Although we set the optimal threshold criteria to obtain diagnostic values of individual percentage enhanced wash-out ratios, they had much more distinction with regard to sensitivity and specificity. We believe that identification of patients with malignant parotid tumours is more important than missing benign parotid tumours. For this reason, we reanalysed cut-off values of the individual percentage enhanced washout ratios to yield 100% specificity, and examined whether a combination of some of these parameters improved the sensitivity. We tried to employ one or two of three percentages enhanced changes to get 100% specificity, but failed. The final research demonstrated that a parotid gland tumour was defined as a malignant mass when the following parameters were satisfied: −70% > PEW30 < 36%, −30% > PEW30 < 19%, PEW90 > 12%, and 74% sensitivity.

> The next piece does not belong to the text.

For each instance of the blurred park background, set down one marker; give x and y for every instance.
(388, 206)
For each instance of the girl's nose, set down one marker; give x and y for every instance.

Our study had some limitations. First, parotid gland malignancies include various types of tumours, such as mucoepidermoid carcinoma, adenoid cystic carcinoma, carcinoma ex pleomorphic adenoma, squamous cell carcinoma, acinic cell carcinoma, duct carcinoma and lymphoma. Second, some selected masses were biased in Warthin’s tumours and malignant tumours, only the largest masses of the parotid gland were evaluated. Third, because of the small sample size and overlap in data among the three study subgroups, validation of the proposed cut-off values of CT diagnostic parameters needs to be performed in a larger scale trial. Lastly, if multiple-phasic CT were performed along with a diagnostic study, the patients would be exposed to an additional radiation dose.
In summary, the percentage wash-out ratios in contrast material-enhanced CT may reflect various characters of parotid gland neoplasms, and assist in differentiating the benign from malignant tumours. Combining the percentage enhanced wash-out ratios of the CT protocol can yield diagnostic results in malignant parotid gland tumours.